My 4yo just noticed me trying to throw out an old, wrecked piece of Lego & by the look he gave me I’m afraid to go to sleep now.
Even my imaginary friend got bored and left me a note saying ‘we should see other people’
Was it something I said?
Dating tip:
Girls like guys who takes control. Pick up a horse and ask “Where should I put this horse?” When she tells you, say no
My husband and I are having a Fitbit competition, so every day when he leaves for work I attach mine to our dog. I’m averaging 25,438 steps a day.
My mom sometimes texts me pictures of Buddha with an inspirational text like:
“Be kind to others, Evil Lisa”
McDonald’s manager:
You can’t withhold orders at the drive-thru until customers say “I love you”Me, hurt: I knew that guy in the red car didn’t mean it
[first day as burglar]
me : OMG SNACKS
if there were more women in lord of the rings it wouldn’t have taken 3 movies to get to mount doom just saying.
me at 15: i can’t wait to go to college and PARTY!!
me at 20: ok so listen. there’s a new grocery store and GET THIS. i got a mango for 56 cents
cause of death:
autopsy.
“There’s nothing wrong with being single.”
No.
“I’ve got plenty of time.”
Sure.
“I’m not lonely.”
Sir, are you going to buy anything?
ME: This house is haunted
WIFE [sigh] We’ve been thru this, that’s our son
SON: I just have a pale complexion Dad
ME: TELL ME YOU HEARD THAT
*dad walks up to me stroking his beard* son, where do we keep the dog treats again? Im hun- *beard falls off revealing my dog. he runs away*
Dr. Reverse Psychology: Fine, have it your way, hero.
Captain Resplendent: Aghhh! Reverse psychology. My only weakness.
DRP: Muahahaha!
CR: *weakening* It’s my… only… Kreeptonite.
DRP: Oh no! Mispronounciations are my Kryptonite.
CR: Kreeptonite.
DRP: *weakens further*.
My wife said we would save money on Halloween candy if we bought it at Aldi so I guess we’re handing out Twicks, Skattles, and 4 Musketeers.
“You ruined everything.”
-People exaggerating when you only ruined like one or two things, tops
“Wanna go camping?” “No thanks, I have a house.”
Cop: “Any idea why I pulled you over?”
Me: “you’ve got a fat guy fetish?”
Cop: …
TV is so unrealistic.
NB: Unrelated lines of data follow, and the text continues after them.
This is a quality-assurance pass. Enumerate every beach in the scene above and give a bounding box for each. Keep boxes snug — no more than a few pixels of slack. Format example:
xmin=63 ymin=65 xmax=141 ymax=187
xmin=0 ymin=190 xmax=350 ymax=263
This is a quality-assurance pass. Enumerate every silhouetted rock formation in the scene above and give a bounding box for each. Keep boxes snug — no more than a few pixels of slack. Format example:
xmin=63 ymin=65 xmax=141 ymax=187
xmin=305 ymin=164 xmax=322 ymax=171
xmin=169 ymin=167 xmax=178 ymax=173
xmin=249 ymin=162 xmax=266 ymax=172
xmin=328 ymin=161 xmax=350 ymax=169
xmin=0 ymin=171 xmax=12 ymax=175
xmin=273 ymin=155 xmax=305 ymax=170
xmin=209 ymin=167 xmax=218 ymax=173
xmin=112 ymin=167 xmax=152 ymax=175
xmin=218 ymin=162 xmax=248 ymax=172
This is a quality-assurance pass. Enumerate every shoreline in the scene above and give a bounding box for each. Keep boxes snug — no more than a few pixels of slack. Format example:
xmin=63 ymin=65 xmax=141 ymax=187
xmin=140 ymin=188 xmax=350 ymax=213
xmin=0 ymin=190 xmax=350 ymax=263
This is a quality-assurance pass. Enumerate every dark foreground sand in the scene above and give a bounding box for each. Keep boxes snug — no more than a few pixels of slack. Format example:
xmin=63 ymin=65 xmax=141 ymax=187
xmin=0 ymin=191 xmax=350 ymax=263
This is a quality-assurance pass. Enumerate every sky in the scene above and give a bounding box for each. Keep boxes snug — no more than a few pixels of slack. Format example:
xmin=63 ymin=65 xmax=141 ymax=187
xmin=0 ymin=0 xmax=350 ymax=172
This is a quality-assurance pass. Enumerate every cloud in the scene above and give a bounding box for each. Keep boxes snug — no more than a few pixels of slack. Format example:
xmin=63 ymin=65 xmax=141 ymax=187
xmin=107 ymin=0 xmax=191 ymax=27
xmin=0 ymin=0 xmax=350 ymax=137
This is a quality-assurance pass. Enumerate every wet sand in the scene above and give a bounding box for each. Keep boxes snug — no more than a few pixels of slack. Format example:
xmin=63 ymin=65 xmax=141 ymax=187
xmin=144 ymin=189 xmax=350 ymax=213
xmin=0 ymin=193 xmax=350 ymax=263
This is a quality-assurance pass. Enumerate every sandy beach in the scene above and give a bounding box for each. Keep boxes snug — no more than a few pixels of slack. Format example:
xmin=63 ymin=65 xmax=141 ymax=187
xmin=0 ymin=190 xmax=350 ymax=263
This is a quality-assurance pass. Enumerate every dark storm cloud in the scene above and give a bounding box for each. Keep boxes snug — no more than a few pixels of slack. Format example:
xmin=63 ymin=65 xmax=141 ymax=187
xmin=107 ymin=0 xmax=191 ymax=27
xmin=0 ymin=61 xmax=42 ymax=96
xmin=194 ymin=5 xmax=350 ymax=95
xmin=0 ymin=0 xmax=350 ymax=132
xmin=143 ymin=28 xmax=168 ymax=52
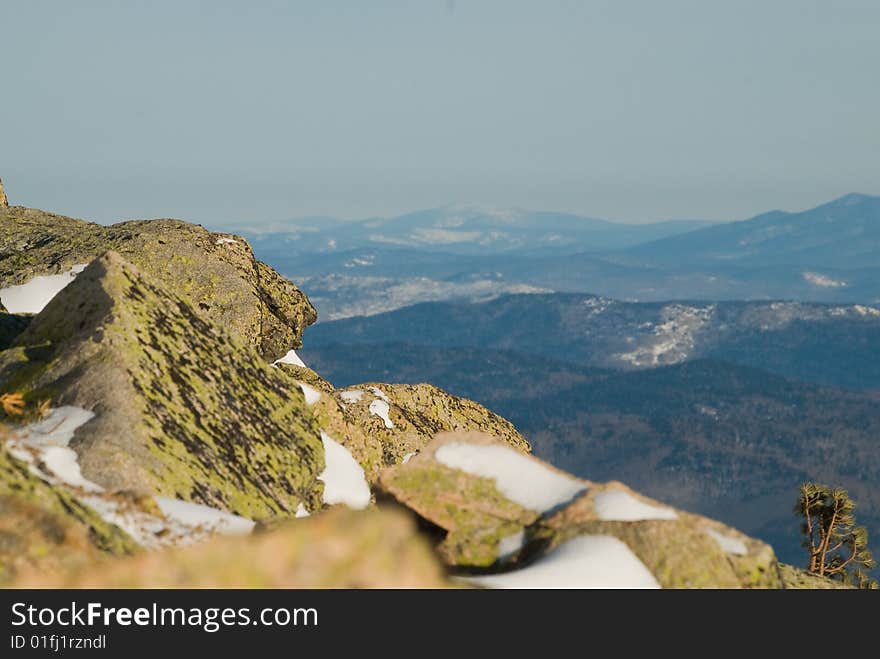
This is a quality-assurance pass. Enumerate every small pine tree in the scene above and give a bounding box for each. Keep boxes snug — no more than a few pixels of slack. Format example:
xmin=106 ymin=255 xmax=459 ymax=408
xmin=794 ymin=483 xmax=877 ymax=588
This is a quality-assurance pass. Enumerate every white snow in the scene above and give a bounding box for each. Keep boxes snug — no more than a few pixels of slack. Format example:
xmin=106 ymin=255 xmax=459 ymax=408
xmin=593 ymin=490 xmax=678 ymax=522
xmin=853 ymin=304 xmax=880 ymax=317
xmin=299 ymin=382 xmax=321 ymax=405
xmin=801 ymin=272 xmax=846 ymax=288
xmin=617 ymin=304 xmax=715 ymax=366
xmin=0 ymin=263 xmax=88 ymax=313
xmin=370 ymin=400 xmax=394 ymax=428
xmin=8 ymin=405 xmax=254 ymax=548
xmin=705 ymin=529 xmax=749 ymax=556
xmin=498 ymin=531 xmax=526 ymax=558
xmin=318 ymin=430 xmax=370 ymax=508
xmin=466 ymin=535 xmax=660 ymax=588
xmin=153 ymin=497 xmax=254 ymax=535
xmin=9 ymin=405 xmax=103 ymax=492
xmin=339 ymin=389 xmax=364 ymax=403
xmin=434 ymin=442 xmax=587 ymax=513
xmin=272 ymin=348 xmax=305 ymax=367
xmin=370 ymin=387 xmax=391 ymax=403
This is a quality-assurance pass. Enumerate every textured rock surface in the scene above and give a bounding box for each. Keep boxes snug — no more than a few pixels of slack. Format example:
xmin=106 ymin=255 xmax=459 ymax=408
xmin=0 ymin=206 xmax=317 ymax=361
xmin=15 ymin=509 xmax=449 ymax=588
xmin=0 ymin=304 xmax=30 ymax=350
xmin=0 ymin=252 xmax=324 ymax=519
xmin=380 ymin=433 xmax=781 ymax=588
xmin=0 ymin=440 xmax=137 ymax=586
xmin=779 ymin=563 xmax=852 ymax=590
xmin=336 ymin=383 xmax=531 ymax=465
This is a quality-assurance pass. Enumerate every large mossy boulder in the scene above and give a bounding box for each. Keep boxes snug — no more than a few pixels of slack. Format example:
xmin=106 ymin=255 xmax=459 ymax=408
xmin=0 ymin=252 xmax=324 ymax=519
xmin=0 ymin=206 xmax=317 ymax=361
xmin=15 ymin=508 xmax=451 ymax=588
xmin=379 ymin=432 xmax=781 ymax=588
xmin=0 ymin=440 xmax=138 ymax=586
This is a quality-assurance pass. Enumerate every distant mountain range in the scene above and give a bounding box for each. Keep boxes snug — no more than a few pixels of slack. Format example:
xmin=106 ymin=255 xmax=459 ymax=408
xmin=244 ymin=206 xmax=710 ymax=256
xmin=305 ymin=293 xmax=880 ymax=389
xmin=243 ymin=194 xmax=880 ymax=320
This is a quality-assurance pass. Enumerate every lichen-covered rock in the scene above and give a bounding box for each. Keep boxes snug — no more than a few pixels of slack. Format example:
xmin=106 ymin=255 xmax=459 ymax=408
xmin=0 ymin=440 xmax=138 ymax=586
xmin=275 ymin=362 xmax=334 ymax=394
xmin=0 ymin=252 xmax=324 ymax=519
xmin=0 ymin=206 xmax=317 ymax=361
xmin=779 ymin=563 xmax=854 ymax=590
xmin=336 ymin=383 xmax=531 ymax=465
xmin=0 ymin=304 xmax=31 ymax=350
xmin=290 ymin=382 xmax=385 ymax=483
xmin=379 ymin=433 xmax=781 ymax=588
xmin=15 ymin=509 xmax=450 ymax=588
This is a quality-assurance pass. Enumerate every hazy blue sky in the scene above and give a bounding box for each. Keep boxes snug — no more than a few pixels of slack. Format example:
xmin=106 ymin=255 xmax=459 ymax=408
xmin=0 ymin=0 xmax=880 ymax=224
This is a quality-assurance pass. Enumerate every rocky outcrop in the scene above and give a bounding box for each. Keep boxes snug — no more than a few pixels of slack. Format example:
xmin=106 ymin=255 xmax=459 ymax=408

Friends drop by unannounced and people are happy to see them
police cars should play ice cream truck music when they’re pulling you over for something minor
The chaotic energy of the dude at my gym who just chugged a Monster energy drink before walking into a yoga class is the same energy I’m trying to channel this year.
If you’re wondering whether an orchid can survive a spin in the washing machine, my 2yo can now tell you it can’t.